Kemenpora masih menunggu laporan penggunaan anggaran pelatnas 2019 dari 64 cabang olahraga. Semakin cepat laporan diselesaikan, anggaran pelatnas 2020 pun akan cepat tersalurkan.
Oleh
Denty Piawai Nastitie & Adrian Fajriansyah
·6 menit baca
JAKARTA, KOMPAS – Kementerian Pemuda dan Olahraga meminta cabang-cabang olahraga segera melaporkan penggunaan anggaran sebelum 31 Desember 2019. Hal itu supaya proses nota kesepahaman atau MoU anggaran pelatnas 2020 bisa terealisasi di awal tahun. Semakin cepat anggaran cair, cabang-cabang yang atletnya sedang mengejar tiket ke Olimpiade Tokyo 2020 bisa segera menjalankan agenda mereka.
”Dari 65 cabang olahraga penerima bantuan anggaran pelatnas, baru satu cabang olahraga yang telah selesai membuat laporan, yaitu Sekretariat Ikatan Olahraga Dansa Indonesia,” ujar Kepala Bidang Olahraga Prestasi Internasional selaku Pejabat Pembuat Komitmen (PPK) Peningkatan Prestasi Olahraga Nasional (PPON) Yayan Rubaeni dari Solo, Jawa Tengah, Jumat (20/12/2019).
Sepanjang 2019, lanjut Yayan, Kemenpora memfasilitasi pembinaan pelatnas 65 cabang olahraga melalui PPON, yang terdiri atas 49 cabang untuk persiapan SEA Games dan Olimpiade, serta 16 cabang ASEAN Para Games dan Paralimpiade. Total anggaran 2019 yang dikucurkan sebesar Rp 386,06 miliar, dengan rincian Rp 266,20 miliar untuk pelatnas persiapan SEA Games 2019 dan Olimpiade 2020, serta Rp 119,86 miliar untuk persiapan ASEAN Para Games 2020 dan Paralimpiade 2020.

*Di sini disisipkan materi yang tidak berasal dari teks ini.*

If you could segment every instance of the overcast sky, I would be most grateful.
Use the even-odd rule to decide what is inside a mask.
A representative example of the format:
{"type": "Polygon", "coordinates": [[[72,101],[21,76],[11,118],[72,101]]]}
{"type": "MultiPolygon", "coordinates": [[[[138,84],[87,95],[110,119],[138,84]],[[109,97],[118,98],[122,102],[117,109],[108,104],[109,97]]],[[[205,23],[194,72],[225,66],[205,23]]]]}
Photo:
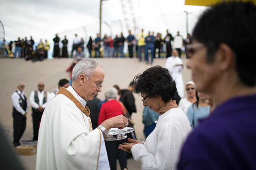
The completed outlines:
{"type": "MultiPolygon", "coordinates": [[[[32,36],[52,42],[56,33],[61,39],[64,35],[72,42],[74,34],[79,38],[96,38],[99,32],[100,0],[0,0],[0,20],[7,41],[32,36]]],[[[126,0],[127,1],[127,0],[126,0]]],[[[179,31],[186,36],[186,13],[189,14],[189,33],[205,7],[185,5],[185,0],[132,0],[134,12],[139,29],[159,32],[165,36],[166,29],[173,36],[179,31]]],[[[104,34],[127,36],[120,0],[103,1],[102,36],[104,34]]],[[[0,37],[2,31],[0,27],[0,37]]],[[[30,38],[28,38],[29,39],[30,38]]],[[[85,40],[86,42],[87,39],[85,40]]],[[[72,43],[72,42],[71,42],[72,43]]]]}

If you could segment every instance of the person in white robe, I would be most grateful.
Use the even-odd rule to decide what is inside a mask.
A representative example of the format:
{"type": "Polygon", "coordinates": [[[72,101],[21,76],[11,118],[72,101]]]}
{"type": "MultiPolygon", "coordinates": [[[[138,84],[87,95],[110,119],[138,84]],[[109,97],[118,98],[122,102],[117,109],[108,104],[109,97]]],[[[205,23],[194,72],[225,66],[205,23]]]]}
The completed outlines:
{"type": "Polygon", "coordinates": [[[105,74],[94,60],[85,58],[73,70],[71,86],[61,87],[48,103],[41,121],[37,170],[110,170],[104,137],[112,128],[124,128],[123,115],[92,130],[85,105],[101,91],[105,74]]]}
{"type": "Polygon", "coordinates": [[[178,56],[178,52],[174,49],[172,56],[166,59],[165,67],[169,71],[170,74],[176,83],[176,87],[178,95],[181,98],[184,97],[184,89],[182,75],[181,72],[185,69],[181,59],[178,56]]]}

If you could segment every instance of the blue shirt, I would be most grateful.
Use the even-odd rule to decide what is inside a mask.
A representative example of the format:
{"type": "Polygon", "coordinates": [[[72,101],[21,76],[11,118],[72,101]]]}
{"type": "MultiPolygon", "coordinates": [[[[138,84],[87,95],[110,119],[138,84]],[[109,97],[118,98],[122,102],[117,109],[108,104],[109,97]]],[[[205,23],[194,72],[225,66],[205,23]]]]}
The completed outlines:
{"type": "Polygon", "coordinates": [[[196,104],[193,104],[188,107],[186,114],[192,129],[198,125],[199,120],[208,117],[209,111],[210,106],[197,108],[196,104]]]}
{"type": "Polygon", "coordinates": [[[256,170],[256,94],[226,101],[186,141],[178,170],[256,170]]]}
{"type": "Polygon", "coordinates": [[[127,41],[128,41],[128,42],[131,42],[134,39],[134,36],[132,35],[130,35],[127,37],[127,41]]]}
{"type": "Polygon", "coordinates": [[[149,47],[154,47],[155,46],[155,37],[153,36],[149,36],[145,38],[145,42],[147,43],[146,45],[149,47]],[[148,38],[150,38],[150,40],[148,40],[148,38]]]}
{"type": "Polygon", "coordinates": [[[95,38],[95,40],[94,41],[95,41],[96,43],[97,43],[98,42],[100,41],[101,41],[101,37],[97,37],[96,38],[95,38]]]}

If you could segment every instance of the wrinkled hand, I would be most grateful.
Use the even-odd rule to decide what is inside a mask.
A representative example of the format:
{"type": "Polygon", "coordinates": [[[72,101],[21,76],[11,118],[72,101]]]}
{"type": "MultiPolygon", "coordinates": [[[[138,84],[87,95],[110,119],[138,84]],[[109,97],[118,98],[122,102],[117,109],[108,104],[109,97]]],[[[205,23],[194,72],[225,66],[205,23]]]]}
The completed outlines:
{"type": "Polygon", "coordinates": [[[43,112],[43,109],[42,106],[39,106],[38,109],[40,112],[43,112]]]}
{"type": "Polygon", "coordinates": [[[131,139],[129,138],[127,140],[130,143],[128,143],[125,142],[123,143],[123,144],[120,144],[119,145],[118,149],[121,149],[124,151],[126,151],[127,152],[132,153],[130,150],[132,149],[132,148],[133,148],[133,146],[134,145],[138,143],[143,144],[142,142],[138,141],[137,140],[132,139],[131,139]]]}
{"type": "Polygon", "coordinates": [[[106,120],[101,124],[108,131],[111,128],[117,128],[119,129],[125,128],[128,123],[128,119],[122,115],[113,117],[106,120]]]}

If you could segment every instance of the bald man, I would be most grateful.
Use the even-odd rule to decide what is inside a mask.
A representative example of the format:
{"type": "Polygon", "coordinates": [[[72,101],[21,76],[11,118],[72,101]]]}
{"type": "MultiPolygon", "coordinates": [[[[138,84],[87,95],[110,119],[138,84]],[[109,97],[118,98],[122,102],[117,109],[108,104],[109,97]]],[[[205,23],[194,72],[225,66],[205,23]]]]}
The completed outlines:
{"type": "Polygon", "coordinates": [[[50,100],[50,93],[44,90],[44,83],[43,82],[39,82],[37,88],[38,89],[32,91],[30,96],[30,104],[32,107],[34,130],[33,140],[34,141],[37,141],[39,125],[41,121],[43,112],[50,100]]]}

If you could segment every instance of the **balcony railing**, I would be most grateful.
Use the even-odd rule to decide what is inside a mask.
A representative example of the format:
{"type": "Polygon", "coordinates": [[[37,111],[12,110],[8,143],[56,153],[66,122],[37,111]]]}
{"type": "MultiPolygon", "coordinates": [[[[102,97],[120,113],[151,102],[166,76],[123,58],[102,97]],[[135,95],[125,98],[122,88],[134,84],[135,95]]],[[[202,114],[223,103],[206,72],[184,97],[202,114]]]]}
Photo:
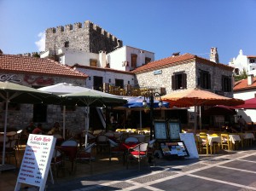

Sejak Rabu lalu, Kemenpora telah mengumpulkan bendahara cabang-cabang olahraga untuk pendampingan proses penyusunan laporan pertanggungjawaban. Pengawasan dan pendampingan dilakukan dengan melibatkan berbagai pihak seperti Tim Pengawalan, Pengamanan, Pemerintahan dan Pembangunan Pusat Kejaksaan, Inspektorat Kemenpora, dan beberapa pihak lainnya.
”Kami membantu apabila ada kendala yang dihadapi. Kami harapkan agar cabang olahraga penerima bantuan dapat segera menyampaikan laporan sebelum 31 Desember, sesuai dengan MoU,” tegas Yayan.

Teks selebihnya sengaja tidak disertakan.